Canada has been invited to join the Trans-Pacific Partnership trade talks.
The invitation was greeted with applause from the Canadian Cattlemen’s Association and the Canadian Meat Council. Both said it will improve export opportunities.
Supply management for dairy and poultry farmers has been a contentious issue because New Zealand and the United States insisted Canada must be willing to make concessions.
Industry Minister Christian Paradis told reporters before question period today that "we always said that we stand by supply management."
In the House of Commons, Gerald Keddy, parliamentary secretary to the trade minister, said during question period "we did not give away anything to get to the table."
Prime Minister Stephen Harper, who made the announcement in Mexico where he is attending a G-20 meeting, said nothing about supply management – whether it is on the negotiating agenda or whether he’s going to refuse to make concessions on it.
Negotiators worked hard behind the scenes, mainly to convince the United States, to get an invitation.
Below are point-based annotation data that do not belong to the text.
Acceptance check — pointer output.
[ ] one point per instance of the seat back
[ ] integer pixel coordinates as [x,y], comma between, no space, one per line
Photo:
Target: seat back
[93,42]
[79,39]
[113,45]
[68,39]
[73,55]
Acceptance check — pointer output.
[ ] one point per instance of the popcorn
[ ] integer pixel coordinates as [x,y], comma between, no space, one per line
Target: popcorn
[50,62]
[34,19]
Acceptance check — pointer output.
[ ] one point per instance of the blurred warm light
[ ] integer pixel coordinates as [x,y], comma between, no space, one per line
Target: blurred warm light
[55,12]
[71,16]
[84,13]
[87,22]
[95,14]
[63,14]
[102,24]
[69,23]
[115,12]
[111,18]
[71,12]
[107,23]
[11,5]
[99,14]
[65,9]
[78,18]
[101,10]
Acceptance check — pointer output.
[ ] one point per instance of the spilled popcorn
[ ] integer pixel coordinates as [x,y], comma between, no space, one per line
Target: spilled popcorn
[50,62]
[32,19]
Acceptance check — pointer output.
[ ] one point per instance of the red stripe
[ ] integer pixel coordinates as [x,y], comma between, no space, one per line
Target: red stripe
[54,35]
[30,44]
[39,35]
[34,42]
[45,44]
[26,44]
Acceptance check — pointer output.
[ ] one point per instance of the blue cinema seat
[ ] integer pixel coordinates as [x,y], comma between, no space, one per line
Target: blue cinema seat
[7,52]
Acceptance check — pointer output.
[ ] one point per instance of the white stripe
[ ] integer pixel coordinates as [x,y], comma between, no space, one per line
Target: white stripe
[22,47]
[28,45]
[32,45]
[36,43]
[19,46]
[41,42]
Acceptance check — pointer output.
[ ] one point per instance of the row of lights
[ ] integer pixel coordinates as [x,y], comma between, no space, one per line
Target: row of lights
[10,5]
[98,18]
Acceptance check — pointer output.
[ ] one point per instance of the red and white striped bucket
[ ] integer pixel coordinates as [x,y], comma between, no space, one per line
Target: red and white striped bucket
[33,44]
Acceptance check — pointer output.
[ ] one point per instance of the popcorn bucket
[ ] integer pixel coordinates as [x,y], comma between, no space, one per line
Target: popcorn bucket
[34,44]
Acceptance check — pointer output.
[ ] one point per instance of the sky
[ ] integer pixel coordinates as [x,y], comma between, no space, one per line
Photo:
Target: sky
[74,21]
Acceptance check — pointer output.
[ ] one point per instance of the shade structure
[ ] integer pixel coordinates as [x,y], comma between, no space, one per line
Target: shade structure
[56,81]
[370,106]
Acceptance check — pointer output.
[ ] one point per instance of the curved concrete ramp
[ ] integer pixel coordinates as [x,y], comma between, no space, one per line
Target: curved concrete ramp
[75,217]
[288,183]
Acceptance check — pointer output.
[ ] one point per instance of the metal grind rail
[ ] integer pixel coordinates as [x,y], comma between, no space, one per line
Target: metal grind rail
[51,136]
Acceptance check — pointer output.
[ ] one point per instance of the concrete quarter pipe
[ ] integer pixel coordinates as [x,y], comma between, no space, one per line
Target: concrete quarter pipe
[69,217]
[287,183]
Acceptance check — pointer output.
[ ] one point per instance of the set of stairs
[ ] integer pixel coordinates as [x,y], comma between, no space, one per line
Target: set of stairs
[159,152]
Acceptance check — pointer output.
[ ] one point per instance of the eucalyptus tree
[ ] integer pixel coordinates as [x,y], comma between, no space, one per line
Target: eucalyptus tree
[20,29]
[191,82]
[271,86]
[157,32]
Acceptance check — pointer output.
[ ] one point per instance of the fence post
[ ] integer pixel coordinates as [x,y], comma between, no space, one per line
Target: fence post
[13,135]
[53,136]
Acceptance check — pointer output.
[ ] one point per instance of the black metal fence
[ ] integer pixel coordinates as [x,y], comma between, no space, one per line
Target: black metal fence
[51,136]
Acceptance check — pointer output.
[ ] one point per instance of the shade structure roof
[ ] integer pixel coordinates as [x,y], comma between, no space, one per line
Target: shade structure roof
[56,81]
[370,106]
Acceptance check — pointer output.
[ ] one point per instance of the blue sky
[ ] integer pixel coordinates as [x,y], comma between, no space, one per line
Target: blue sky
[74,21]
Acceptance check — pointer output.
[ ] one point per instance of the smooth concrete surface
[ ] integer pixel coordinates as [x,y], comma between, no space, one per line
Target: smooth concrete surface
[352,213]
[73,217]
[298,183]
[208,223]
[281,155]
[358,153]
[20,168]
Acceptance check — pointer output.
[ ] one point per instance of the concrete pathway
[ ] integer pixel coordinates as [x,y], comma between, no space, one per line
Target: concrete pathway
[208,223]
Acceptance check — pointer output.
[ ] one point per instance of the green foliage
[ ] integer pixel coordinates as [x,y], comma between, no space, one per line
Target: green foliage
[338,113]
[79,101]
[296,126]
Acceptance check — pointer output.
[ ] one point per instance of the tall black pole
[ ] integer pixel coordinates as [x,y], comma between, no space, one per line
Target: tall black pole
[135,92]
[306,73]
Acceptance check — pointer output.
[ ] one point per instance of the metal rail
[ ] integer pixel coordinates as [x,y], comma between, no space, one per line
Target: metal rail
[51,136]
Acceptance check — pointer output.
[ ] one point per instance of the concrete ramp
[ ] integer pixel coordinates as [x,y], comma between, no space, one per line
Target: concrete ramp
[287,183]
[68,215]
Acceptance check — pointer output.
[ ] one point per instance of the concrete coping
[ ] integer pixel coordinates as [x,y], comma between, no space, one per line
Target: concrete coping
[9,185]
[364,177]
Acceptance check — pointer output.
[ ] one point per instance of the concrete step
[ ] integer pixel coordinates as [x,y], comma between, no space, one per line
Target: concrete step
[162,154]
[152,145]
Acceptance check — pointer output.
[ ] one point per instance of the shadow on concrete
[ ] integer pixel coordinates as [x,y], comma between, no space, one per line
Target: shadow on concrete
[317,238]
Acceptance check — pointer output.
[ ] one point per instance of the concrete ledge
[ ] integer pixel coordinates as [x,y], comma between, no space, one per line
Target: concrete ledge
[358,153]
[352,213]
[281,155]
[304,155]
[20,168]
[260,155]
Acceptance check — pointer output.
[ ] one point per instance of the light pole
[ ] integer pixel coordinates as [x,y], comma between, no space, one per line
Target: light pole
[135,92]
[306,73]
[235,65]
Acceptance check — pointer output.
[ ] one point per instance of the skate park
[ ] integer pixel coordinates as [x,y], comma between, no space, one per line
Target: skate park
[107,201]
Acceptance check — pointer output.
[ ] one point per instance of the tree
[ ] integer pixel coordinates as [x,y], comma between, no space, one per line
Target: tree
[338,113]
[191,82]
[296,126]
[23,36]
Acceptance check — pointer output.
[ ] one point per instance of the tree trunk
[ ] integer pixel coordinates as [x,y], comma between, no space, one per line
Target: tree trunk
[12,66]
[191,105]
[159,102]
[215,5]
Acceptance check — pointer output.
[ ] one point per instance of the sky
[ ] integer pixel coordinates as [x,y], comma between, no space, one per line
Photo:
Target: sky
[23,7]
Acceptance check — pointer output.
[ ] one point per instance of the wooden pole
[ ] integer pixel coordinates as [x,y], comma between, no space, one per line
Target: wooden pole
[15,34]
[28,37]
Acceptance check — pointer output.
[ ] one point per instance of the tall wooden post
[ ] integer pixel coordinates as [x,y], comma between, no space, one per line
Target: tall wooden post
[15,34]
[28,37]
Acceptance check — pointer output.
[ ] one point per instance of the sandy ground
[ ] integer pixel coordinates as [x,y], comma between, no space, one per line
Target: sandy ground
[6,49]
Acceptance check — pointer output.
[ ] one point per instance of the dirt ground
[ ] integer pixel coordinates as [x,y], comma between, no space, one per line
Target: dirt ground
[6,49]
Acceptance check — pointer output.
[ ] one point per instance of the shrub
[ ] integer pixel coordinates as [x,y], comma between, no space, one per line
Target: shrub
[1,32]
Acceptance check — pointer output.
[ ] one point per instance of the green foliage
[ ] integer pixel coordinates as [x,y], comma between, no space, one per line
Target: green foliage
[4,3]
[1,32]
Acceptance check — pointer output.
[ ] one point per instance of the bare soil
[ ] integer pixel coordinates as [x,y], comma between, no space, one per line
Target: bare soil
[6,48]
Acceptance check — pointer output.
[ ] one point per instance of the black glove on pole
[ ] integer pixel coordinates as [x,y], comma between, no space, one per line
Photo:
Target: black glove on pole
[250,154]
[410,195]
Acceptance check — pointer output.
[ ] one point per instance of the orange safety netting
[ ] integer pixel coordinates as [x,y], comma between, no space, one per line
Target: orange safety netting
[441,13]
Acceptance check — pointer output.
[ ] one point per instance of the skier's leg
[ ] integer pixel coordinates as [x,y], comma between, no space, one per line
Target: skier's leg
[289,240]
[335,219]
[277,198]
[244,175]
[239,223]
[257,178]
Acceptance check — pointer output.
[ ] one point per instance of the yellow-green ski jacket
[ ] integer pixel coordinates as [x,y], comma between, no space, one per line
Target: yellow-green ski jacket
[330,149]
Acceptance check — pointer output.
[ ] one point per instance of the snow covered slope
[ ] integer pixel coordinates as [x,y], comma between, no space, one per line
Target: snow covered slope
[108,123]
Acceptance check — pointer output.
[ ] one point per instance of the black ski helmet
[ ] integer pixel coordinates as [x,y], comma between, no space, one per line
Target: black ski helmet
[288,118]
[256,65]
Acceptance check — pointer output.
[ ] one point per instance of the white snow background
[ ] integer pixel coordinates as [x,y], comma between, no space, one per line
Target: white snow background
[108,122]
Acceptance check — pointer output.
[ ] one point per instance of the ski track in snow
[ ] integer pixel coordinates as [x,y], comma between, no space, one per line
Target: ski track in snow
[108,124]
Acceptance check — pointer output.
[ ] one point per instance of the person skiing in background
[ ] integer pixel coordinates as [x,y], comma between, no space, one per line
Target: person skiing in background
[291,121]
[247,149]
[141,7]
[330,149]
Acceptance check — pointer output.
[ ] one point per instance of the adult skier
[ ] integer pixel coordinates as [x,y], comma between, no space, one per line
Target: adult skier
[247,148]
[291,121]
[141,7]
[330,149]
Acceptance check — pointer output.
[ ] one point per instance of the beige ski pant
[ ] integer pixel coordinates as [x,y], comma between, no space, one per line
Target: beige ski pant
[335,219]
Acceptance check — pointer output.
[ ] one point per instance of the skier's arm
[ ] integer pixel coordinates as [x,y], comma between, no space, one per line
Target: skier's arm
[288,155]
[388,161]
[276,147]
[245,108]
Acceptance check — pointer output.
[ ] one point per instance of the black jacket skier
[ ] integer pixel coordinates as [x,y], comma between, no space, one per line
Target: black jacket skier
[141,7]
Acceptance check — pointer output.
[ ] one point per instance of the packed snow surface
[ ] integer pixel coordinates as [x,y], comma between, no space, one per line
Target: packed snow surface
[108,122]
Mexico was invited in on Monday, but apparently the negotiators needed to deal with some more issues to get Canada’s invitation.
The Canadian Cattlemen’s Association noted that whether or not Japan gets in invitation, it’s good news that the two recently agreed to direct trade negotiaions.
Harper’s team is also working to reduce trade barriers with India and China.
The Canadian Meat Council noted that 10 of the 11 countries now involved in the TPP negotiations are customers buying Canadian meat.